Within the fresh fruit market, overall per capita consumption of non-citrus fruit increased to 75.65 pounds per person, up from 1993's level of less than 74 pounds.
Fresh citrus fruit consumption last year dipped to 24.93 pounds per person, from a 10-year high of close to 26 pounds in 1993.
Total fruit consumption, which includes non-fresh categories such as juice and processed products, declined slightly, the report showed.

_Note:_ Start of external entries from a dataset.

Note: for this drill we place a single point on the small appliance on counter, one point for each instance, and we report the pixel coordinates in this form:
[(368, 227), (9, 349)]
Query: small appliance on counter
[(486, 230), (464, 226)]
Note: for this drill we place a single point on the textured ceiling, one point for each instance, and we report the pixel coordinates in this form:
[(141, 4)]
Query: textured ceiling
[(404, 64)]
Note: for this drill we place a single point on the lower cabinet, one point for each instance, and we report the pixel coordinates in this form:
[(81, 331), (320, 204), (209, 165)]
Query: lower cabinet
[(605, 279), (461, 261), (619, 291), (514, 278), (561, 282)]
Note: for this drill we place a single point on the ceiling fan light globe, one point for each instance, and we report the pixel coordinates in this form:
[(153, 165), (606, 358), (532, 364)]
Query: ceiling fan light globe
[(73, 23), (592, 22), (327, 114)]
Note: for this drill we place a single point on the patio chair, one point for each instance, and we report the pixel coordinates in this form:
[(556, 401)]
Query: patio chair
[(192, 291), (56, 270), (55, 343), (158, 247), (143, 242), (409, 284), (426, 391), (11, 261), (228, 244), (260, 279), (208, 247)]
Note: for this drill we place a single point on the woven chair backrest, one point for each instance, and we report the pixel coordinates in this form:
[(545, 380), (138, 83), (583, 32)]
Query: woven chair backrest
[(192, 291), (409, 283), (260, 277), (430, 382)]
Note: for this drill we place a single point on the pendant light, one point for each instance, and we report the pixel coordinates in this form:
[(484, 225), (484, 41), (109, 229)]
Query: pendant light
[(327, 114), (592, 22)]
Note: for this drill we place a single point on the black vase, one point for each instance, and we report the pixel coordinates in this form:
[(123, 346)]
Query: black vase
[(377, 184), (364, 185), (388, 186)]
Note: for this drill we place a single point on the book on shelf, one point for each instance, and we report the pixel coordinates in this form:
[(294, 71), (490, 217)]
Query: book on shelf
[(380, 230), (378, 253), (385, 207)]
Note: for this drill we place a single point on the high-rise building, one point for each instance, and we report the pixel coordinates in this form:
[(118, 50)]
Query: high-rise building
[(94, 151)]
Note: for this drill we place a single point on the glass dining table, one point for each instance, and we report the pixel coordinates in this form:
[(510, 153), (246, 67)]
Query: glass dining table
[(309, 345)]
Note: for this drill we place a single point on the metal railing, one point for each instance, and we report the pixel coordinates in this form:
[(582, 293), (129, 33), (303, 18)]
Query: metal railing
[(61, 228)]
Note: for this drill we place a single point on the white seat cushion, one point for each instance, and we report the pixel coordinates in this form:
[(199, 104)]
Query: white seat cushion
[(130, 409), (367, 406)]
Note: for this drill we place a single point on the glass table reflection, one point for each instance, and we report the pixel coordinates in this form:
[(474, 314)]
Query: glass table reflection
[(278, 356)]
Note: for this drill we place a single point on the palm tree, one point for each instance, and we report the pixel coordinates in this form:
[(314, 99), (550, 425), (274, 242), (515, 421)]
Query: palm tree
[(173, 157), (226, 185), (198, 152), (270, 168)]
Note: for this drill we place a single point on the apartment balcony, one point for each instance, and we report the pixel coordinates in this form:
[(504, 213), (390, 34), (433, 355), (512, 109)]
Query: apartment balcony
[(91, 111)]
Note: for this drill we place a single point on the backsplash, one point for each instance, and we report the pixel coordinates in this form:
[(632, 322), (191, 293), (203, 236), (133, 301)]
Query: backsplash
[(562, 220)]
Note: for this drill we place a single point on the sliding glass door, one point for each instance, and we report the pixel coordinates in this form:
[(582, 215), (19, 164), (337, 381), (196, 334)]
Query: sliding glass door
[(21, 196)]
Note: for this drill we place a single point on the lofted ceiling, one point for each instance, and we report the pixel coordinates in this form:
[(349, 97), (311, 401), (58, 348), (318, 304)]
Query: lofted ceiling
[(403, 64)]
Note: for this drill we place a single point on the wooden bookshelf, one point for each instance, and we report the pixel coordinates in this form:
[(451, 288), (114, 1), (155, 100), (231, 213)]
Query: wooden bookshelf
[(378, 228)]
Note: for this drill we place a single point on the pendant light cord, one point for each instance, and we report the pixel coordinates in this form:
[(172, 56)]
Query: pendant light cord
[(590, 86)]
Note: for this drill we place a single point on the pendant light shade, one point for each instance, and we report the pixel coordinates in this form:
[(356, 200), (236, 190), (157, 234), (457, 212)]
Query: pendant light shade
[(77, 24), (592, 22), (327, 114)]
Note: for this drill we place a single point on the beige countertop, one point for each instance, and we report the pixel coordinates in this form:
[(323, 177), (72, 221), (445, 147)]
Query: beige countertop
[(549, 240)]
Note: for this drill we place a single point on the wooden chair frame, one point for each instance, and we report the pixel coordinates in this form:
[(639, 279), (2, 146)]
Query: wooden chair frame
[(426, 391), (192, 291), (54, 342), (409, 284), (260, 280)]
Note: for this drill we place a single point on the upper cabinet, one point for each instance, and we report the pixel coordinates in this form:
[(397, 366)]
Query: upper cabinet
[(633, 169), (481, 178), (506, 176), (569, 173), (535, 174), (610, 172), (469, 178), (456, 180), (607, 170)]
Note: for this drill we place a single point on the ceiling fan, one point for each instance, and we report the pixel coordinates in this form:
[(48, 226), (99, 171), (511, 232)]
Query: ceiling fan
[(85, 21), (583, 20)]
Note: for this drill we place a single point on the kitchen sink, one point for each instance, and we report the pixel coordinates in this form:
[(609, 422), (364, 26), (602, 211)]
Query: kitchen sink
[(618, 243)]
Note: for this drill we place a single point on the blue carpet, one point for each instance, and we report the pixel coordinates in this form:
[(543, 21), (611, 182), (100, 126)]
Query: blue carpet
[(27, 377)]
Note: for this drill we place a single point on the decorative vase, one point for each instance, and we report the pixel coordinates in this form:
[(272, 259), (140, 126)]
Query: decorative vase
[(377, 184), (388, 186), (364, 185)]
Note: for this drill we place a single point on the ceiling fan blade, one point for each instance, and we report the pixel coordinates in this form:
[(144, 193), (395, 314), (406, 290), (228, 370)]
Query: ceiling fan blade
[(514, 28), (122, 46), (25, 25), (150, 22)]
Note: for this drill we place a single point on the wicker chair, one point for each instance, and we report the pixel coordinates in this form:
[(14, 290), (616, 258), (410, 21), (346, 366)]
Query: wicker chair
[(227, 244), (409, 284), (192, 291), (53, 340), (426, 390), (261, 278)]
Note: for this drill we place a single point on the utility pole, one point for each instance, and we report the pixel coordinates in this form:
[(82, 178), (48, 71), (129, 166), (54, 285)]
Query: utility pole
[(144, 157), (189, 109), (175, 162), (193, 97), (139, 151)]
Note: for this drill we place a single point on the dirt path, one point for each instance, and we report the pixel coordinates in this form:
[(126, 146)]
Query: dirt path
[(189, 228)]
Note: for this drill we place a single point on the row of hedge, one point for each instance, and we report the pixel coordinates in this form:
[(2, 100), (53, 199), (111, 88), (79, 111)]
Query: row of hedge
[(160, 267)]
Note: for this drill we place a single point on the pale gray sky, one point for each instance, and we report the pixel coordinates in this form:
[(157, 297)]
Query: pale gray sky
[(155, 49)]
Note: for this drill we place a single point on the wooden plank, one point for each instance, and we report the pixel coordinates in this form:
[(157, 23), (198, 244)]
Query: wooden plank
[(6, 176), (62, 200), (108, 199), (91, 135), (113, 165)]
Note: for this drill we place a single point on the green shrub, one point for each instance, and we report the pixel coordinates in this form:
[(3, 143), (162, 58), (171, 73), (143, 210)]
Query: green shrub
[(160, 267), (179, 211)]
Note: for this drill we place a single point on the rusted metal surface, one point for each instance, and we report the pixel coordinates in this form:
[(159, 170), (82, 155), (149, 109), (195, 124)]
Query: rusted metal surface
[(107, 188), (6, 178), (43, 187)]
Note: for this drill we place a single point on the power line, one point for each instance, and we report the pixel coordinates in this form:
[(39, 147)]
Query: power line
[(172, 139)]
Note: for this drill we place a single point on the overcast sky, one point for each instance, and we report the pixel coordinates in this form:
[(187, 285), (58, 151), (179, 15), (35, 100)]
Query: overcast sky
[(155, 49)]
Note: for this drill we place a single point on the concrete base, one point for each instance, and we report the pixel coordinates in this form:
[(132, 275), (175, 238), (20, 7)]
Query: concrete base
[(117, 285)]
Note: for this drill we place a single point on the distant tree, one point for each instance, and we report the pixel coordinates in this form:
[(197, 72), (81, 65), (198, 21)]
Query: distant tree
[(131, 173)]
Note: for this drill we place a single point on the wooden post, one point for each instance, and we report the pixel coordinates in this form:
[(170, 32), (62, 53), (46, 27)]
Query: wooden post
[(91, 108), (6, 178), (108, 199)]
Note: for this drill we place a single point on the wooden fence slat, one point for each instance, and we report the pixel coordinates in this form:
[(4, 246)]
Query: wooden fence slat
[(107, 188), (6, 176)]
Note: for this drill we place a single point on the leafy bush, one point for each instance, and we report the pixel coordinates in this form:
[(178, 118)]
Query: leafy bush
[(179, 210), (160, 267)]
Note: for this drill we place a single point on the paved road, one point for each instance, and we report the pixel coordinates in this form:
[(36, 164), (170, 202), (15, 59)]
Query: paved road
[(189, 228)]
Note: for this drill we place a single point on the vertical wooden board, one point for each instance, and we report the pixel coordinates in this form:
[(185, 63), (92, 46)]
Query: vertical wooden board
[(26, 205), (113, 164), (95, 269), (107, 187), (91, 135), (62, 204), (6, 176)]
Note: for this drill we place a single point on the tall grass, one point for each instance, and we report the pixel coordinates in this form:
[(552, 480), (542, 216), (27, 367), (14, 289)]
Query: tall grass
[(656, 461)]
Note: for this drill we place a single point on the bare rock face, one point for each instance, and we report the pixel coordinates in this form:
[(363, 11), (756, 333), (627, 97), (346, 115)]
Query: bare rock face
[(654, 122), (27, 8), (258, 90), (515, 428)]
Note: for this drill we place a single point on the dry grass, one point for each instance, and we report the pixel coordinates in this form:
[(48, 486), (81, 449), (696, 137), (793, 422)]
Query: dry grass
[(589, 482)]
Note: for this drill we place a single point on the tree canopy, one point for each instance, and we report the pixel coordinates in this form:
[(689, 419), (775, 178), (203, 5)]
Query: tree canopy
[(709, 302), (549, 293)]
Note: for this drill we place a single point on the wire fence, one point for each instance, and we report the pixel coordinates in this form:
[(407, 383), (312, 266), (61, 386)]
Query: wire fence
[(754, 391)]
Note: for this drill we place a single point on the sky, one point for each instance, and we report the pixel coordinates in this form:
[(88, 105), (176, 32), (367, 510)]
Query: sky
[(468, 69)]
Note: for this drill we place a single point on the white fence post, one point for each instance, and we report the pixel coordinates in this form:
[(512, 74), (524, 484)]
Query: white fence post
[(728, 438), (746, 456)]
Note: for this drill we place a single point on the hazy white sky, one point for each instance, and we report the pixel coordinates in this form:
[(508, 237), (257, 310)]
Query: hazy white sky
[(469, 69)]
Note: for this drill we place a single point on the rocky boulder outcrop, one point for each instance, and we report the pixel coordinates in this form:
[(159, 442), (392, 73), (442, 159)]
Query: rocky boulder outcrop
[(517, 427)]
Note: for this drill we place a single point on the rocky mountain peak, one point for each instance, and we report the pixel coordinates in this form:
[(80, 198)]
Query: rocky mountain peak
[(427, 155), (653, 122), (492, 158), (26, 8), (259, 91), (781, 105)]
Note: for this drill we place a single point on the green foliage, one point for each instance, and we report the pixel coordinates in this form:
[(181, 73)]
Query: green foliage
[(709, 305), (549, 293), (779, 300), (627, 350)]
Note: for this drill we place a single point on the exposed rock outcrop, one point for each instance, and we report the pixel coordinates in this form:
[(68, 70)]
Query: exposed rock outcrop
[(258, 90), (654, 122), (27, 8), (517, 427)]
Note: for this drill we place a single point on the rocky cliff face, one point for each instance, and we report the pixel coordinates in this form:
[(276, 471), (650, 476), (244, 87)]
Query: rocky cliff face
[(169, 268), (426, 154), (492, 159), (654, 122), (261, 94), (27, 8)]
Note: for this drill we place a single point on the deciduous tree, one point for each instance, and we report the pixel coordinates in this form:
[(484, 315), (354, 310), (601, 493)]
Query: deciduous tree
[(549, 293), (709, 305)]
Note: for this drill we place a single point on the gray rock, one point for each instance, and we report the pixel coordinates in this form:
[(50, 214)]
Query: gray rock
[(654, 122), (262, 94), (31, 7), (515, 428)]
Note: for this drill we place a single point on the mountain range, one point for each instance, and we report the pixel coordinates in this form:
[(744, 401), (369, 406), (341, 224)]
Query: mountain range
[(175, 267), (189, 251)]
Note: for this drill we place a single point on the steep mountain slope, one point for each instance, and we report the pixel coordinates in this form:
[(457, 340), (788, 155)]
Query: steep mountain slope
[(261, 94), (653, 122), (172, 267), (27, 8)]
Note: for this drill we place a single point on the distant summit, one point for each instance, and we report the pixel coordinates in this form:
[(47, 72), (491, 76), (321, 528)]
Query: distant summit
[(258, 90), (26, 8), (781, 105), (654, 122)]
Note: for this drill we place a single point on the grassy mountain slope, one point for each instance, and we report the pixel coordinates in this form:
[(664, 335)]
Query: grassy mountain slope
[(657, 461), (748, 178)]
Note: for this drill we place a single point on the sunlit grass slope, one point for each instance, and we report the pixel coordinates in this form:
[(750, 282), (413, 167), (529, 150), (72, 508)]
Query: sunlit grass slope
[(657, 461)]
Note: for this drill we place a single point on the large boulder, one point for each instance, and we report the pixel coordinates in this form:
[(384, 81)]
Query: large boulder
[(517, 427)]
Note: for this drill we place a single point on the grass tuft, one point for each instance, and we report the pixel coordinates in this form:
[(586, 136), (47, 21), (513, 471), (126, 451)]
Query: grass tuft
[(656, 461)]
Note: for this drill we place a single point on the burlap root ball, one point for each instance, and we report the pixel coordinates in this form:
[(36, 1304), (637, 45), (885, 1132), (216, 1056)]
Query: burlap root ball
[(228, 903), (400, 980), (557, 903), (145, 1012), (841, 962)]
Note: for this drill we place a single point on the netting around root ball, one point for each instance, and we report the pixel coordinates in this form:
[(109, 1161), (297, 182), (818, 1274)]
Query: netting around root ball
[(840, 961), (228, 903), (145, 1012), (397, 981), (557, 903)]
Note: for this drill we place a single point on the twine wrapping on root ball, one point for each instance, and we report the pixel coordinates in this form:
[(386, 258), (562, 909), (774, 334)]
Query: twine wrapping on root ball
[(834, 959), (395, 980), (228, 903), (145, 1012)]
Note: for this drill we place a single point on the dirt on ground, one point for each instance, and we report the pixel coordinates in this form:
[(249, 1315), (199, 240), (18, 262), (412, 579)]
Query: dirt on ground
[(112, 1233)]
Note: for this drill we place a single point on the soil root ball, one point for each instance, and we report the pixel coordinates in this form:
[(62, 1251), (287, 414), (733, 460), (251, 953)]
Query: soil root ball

USDA pinned the consumption decline of non-fresh fruit, to 176 pounds from 179 pounds per person, on a decrease in production and increase in demand for exports of non-citrus fruit, leaving less to be used for processing. Some fruit categories showed individual gains last year. For example, consumption of bananas, which continued as the nation's favorite fresh fruit, increased to 28.1 pounds per person from 26.8 pounds. Among the fresh non-citrus fruit categories to post consumption declines were peaches and nectarines, which fell to 5.46 pounds from the 1993 level of almost 6 pounds. USDA said consumption of avocados and kiwifruit also waned in 1994, although its report didn't provide specific figures.
Citrus fruit consumption in 1994 declined largely due to a drop in consumption for California fresh oranges, which dipped to 13.1 pounds per person from 14.2 pounds in 1993. Florida grapefruit consumption was also off slightly at 6 pounds per person.